The repeat in pandemic H1N1 may be much quicker because the widespread use of Tamiflu creates additional selection pressure for H274Y to pair with receptor binding domain changes that also drive selection…

However, most flu cases usually appear in the winter, when the virus is stable and host resistance is compromised by cold weather and other respiratory diseases.  Thus, it is likely that an influenza virus will emerge, but seasonal flu is virtually absent throughout the northern hemisphere.  Thus although swine H1N1 in the US and across the northern hemisphere is declining, there are still high levels of pandemic H1N1 in circulation.  In the US the week 50 levels of swine H1N1 were still three fold higher than seasonal flu last year, and 100 fold higher than seasonal flu this year.  In Ukraine, deaths have spiked higher raising concerns of multiple pockets of pandemic H1N1 that can fill the seasonal flu void in the upcoming months.

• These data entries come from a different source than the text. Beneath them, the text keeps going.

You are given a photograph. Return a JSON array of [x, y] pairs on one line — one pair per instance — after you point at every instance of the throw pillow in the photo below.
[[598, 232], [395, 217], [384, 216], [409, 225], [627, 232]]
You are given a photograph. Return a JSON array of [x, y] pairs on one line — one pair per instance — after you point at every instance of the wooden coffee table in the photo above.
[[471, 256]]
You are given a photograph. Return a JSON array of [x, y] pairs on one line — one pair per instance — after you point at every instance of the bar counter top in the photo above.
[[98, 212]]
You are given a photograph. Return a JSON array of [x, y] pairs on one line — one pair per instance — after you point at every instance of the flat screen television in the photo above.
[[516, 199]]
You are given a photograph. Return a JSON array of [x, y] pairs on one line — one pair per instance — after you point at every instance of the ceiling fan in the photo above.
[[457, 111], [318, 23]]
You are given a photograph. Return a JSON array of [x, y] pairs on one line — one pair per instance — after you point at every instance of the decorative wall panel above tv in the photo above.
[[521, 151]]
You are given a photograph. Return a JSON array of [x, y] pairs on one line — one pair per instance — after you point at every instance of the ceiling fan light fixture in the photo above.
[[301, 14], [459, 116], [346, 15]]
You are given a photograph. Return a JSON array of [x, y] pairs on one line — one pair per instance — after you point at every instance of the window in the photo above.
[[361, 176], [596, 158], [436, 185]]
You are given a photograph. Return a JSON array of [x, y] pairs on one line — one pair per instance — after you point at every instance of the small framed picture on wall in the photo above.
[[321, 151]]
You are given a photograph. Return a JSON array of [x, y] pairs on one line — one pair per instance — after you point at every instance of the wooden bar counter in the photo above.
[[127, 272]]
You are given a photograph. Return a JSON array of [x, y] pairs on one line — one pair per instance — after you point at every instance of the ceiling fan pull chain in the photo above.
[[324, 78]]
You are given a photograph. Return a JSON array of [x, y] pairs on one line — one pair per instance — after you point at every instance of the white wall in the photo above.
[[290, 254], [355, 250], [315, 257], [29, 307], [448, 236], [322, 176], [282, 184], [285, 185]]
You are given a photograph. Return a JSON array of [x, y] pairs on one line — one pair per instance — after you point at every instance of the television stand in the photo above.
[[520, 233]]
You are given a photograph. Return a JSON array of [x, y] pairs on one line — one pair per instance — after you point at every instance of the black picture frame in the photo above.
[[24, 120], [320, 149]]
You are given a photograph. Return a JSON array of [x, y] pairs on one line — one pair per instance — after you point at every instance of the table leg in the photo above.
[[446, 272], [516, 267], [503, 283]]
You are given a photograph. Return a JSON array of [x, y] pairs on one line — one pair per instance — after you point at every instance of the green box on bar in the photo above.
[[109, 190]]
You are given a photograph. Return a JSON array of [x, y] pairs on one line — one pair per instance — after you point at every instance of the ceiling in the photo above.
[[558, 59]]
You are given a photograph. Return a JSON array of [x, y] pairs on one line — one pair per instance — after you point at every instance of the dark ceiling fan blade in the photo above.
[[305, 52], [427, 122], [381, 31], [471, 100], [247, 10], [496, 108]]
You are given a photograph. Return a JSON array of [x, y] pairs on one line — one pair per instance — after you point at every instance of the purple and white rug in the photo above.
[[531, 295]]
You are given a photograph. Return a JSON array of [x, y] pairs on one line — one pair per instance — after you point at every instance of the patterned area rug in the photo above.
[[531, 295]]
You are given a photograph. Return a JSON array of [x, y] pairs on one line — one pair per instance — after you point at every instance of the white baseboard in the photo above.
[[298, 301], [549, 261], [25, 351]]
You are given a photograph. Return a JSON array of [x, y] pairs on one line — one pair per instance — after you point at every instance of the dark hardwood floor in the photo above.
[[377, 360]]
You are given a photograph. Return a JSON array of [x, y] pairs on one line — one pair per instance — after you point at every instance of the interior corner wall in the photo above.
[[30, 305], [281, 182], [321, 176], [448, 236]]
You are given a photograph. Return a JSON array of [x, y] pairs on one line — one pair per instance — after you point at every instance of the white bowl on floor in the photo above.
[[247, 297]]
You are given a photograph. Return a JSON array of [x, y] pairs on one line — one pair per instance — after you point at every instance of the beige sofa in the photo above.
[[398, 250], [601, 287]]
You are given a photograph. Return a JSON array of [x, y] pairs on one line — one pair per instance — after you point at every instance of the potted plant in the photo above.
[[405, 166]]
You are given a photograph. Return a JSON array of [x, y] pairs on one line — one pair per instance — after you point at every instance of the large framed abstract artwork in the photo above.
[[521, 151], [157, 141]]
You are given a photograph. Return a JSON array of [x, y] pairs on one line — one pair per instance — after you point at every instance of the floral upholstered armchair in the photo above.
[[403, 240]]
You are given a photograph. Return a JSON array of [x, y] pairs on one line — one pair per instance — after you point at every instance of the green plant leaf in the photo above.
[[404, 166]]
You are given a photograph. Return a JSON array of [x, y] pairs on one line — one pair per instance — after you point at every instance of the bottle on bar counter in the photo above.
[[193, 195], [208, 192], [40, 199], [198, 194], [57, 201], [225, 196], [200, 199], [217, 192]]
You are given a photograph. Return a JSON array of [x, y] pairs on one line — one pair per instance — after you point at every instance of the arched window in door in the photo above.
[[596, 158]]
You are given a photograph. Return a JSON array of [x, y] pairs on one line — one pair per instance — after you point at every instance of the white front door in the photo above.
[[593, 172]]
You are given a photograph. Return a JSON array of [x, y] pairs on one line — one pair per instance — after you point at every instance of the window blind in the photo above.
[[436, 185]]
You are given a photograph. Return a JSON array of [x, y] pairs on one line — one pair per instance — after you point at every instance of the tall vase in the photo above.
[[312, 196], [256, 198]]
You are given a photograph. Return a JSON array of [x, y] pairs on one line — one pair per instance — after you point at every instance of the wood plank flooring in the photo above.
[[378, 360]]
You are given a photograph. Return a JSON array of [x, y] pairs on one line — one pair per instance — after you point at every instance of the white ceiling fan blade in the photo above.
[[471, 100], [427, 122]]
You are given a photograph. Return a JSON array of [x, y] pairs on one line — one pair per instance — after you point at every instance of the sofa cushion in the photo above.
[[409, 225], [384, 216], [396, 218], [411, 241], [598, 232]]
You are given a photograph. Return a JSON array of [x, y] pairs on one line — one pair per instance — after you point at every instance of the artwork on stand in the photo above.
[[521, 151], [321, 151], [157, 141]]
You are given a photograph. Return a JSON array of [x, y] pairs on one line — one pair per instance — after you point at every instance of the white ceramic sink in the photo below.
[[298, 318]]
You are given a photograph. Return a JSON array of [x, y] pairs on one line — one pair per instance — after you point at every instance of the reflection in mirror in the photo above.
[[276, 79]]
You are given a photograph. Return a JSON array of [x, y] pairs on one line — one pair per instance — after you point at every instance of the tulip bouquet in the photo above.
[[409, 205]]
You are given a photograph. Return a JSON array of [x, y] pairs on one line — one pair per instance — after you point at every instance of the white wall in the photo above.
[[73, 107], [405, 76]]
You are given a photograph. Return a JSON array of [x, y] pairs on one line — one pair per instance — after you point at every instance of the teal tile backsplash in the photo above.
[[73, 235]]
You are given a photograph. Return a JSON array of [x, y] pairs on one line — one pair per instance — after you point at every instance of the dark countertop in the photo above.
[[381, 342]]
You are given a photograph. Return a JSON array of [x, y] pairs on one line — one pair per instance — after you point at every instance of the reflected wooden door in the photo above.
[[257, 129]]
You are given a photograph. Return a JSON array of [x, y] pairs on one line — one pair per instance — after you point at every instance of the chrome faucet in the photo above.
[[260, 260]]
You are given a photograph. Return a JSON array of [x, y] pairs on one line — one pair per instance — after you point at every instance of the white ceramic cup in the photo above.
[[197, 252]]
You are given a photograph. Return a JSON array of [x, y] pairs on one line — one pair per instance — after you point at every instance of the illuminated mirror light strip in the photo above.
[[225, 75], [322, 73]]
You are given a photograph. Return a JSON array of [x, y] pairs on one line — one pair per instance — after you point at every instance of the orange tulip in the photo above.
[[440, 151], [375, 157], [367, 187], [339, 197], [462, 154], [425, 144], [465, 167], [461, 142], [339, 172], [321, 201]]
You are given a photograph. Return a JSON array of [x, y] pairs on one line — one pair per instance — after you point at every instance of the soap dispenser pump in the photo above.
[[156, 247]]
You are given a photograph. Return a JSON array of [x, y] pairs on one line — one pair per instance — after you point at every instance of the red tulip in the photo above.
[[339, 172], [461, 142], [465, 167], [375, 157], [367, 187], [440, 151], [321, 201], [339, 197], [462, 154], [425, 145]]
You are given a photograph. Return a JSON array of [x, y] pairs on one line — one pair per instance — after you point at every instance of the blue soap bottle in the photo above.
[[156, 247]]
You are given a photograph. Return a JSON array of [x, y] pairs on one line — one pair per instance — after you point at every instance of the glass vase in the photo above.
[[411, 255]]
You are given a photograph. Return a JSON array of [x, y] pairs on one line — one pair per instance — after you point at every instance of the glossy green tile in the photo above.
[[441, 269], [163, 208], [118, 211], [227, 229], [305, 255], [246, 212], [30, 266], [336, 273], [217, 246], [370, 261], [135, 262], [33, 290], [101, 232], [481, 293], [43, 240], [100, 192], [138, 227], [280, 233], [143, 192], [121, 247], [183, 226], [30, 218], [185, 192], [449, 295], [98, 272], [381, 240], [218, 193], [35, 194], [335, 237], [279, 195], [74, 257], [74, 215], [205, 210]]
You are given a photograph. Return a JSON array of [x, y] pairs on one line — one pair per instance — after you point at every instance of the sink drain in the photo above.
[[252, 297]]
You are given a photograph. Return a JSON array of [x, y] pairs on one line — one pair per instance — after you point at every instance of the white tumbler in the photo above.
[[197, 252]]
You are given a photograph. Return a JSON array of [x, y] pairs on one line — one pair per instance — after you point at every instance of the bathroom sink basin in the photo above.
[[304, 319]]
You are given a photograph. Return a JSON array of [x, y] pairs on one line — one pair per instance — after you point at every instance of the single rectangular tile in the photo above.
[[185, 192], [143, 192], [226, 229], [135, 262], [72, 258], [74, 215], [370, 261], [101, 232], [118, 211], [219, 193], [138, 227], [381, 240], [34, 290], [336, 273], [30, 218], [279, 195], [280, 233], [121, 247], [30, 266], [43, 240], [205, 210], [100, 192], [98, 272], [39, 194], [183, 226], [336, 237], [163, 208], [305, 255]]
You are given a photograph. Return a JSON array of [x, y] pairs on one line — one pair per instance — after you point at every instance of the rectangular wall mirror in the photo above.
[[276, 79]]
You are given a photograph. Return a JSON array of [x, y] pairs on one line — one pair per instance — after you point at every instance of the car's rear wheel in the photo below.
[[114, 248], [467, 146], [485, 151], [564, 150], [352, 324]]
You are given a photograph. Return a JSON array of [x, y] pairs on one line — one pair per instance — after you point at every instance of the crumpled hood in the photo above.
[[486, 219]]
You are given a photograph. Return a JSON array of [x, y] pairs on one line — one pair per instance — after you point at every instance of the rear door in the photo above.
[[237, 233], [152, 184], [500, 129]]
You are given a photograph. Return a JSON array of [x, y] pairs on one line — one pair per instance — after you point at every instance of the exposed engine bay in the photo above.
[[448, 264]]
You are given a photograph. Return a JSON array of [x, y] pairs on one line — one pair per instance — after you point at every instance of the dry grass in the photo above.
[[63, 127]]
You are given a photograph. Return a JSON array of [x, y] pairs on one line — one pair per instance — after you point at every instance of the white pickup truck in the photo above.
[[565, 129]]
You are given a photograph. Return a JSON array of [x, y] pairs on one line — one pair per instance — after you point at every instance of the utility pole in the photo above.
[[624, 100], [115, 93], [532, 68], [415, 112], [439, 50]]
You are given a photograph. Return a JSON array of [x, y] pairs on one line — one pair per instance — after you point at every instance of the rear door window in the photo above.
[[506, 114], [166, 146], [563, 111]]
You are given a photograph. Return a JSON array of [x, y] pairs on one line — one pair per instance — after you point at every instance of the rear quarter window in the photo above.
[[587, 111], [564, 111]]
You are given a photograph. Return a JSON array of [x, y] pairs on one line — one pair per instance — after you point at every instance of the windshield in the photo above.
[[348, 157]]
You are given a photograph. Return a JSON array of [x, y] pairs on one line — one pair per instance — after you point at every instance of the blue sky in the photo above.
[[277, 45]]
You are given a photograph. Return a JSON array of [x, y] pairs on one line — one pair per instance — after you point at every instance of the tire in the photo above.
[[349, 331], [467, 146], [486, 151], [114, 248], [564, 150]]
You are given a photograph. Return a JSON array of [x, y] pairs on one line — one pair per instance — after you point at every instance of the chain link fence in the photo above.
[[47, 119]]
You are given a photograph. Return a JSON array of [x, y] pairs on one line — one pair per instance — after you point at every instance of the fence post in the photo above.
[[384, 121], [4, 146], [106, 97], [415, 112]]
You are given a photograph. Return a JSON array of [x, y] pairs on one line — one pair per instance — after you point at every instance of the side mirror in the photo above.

Thus, the potential for H274Y to become fixed in the next wave is quite real because competing seasonal flu strains are not circulating, and competing swine H1N1 that is Tamiflu sensitive is on the decline…

This, the silver-lining in the replacement of seasonal H1N1 with pandemic H1N1 may lead to a result that contains no silver lining, other than another example of influenza evolution via recombination, instead of the random mutation explanation of the detection of D225G/N on multiple H1N1 genetic backgrounds.


Dr. Henry Niman

Dr. Niman earned a PhD in biochemistry at the University of Southern California in 1978, and as a coincidence, he and I worked in the same pathology/biochemistry laboratory at USC, separated only by time. His dissertation focused on feline retroviral expression in tumors. Working on his post-doctorate at the Scripps Clinic and Research Foundation, and later accepting a staff position, Dr. Niman began looking at making monoclonal antibodies using synthetic peptides. Data generated in 1982 demonstrated that the two technologies–monoclonal antibody and synthetic peptide technologies–could be combined. His work led to the popularity of the flu monoclonal antibody, which is widely used throughout the pharmaceutical, biotech, and research industries.  He also produced a broad panel of monoclonal antibodies against synthetic peptides of oncogenes and growth factors.

Dr. Niman subsequently had a joint appointment as Instructor in Surgery at Harvard/Massachusetts General Hospital and as Research Associate at the Shriner’s Burn Center across the street from Mass General. (These were research positions – he did not teach or do surgery.) Technology developed by Dr. Niman was used to form ProgenX, a cancer diagnostic company that became Ligand Pharmaceuticals. More recently, he has been studying infectious diseases and viral evolution.